In simple terms, you can digest the sterling silver in nitric acid, then cement the silver by placing some copper metal in the solution. The resultant silver will be somewhere around 99% pure and will work just fine for inquarting.

There are a lot more details you need to know (like the fact that the fumes from the nitric can KILL you and anyone unfortunate enough to be near you). Read through the Safety section as well. All the details are here on the forum, but you'll have to spend some time reading.

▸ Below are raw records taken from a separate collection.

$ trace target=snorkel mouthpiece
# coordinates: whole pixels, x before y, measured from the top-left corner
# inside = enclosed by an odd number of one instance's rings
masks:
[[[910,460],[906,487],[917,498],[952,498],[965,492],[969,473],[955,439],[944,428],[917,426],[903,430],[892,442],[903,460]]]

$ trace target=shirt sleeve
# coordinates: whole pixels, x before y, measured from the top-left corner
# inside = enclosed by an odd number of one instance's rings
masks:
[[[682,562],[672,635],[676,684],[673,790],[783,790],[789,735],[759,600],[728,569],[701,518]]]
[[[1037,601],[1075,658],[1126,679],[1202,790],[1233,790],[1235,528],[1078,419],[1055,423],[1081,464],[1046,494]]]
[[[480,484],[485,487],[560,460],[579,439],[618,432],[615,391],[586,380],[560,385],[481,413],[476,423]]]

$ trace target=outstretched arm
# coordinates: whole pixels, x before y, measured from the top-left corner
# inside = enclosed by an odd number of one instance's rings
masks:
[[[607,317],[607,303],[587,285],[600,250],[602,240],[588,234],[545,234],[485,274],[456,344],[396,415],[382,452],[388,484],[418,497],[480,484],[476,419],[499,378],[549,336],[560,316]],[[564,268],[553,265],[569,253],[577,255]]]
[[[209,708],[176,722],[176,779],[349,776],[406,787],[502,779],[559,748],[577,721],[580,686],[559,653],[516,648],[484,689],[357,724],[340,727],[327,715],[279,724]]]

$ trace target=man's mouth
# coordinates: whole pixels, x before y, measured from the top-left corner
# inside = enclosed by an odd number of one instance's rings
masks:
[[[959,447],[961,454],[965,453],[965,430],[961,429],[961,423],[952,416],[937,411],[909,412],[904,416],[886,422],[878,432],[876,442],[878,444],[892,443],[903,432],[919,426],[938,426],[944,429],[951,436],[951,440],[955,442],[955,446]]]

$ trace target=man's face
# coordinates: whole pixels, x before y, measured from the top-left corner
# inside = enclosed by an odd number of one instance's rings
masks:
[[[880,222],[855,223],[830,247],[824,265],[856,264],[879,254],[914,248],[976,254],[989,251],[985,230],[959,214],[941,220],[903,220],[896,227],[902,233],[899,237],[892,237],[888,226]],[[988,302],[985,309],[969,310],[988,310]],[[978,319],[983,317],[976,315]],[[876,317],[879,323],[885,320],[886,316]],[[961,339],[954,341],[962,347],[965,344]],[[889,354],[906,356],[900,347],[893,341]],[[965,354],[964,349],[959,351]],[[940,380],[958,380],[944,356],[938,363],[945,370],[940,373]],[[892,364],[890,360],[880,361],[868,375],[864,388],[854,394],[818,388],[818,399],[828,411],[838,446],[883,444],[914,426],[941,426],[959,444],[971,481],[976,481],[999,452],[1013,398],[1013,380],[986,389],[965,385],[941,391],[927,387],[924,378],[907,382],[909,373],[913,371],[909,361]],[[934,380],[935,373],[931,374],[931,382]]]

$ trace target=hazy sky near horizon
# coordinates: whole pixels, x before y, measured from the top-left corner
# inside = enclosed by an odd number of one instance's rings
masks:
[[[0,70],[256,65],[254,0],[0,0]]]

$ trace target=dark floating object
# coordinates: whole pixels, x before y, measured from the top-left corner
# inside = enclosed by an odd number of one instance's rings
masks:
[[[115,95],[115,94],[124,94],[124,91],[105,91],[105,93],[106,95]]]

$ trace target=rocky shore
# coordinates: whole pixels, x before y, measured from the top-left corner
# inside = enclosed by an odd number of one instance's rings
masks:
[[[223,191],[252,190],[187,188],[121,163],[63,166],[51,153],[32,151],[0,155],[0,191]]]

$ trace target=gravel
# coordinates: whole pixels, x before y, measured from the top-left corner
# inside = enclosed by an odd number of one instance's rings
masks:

Please understand that when members tell you you need to do more reading, we're not trying to be mean by not giving you a simple answer. It's just that there is a LOT to know before you proceed, and no one can write a simple post that covers it all.

Dave


----------



## AndyWilliams (Dec 6, 2012)

mikeinkaty said:


> goldsilverpro said:
> 
> 
> > Mike,
> ...




Working backwards:

Don't shot the spoons unless you just want to practice melting. Just figure how much metal you need to add to your gold to inquart and cut off that much spoon. To separate out the base metals, you'll have to digest anyway, might as well save your chemicals for your digest after inquarting.

Hopefully your sterling isn't 10% CU, otherwise it's not sterling  

There shouldn't be too much problem inquarting with the sterling, the most likely base metal is CU.


----------



## mikeinkaty (Dec 7, 2012)

Ok, I'm starting to see the wisdom you guys have been trying to get through my thick head. Throw in the gold scrap and the silver in what ever form you have and start melting! Why waste HNO3 and torch gas when it is so darn expensive! And, why wait till I have 10 ounces? Start the refining after maybe I have enough stock for 2 or 3 runs.

First I gotta figure out where to buy Nitric Acid! That may be a deal killer!


----------



## goldsilverpro (Dec 7, 2012)

mikeinkaty said:


> goldsilverpro said:
> 
> 
> > Mike,
> ...


The only disadvantage in using sterling instead of pure is that it will take a little more nitric - about 20% more. Other than that, no problem. 

Many people around the world use pure copper for inquarting and it works OK. In that case, though, it would take 240% more nitric. Besides the extra nitric cost, there would be 240% more waste acid. Also, using pure copper makes it harder to melt, due to the higher melting point and the problem of forming annoying copper oxides on the surface of the melt. Also, in my experience, using all copper seems to produce more gold fines, thus making the gold more difficult to collect.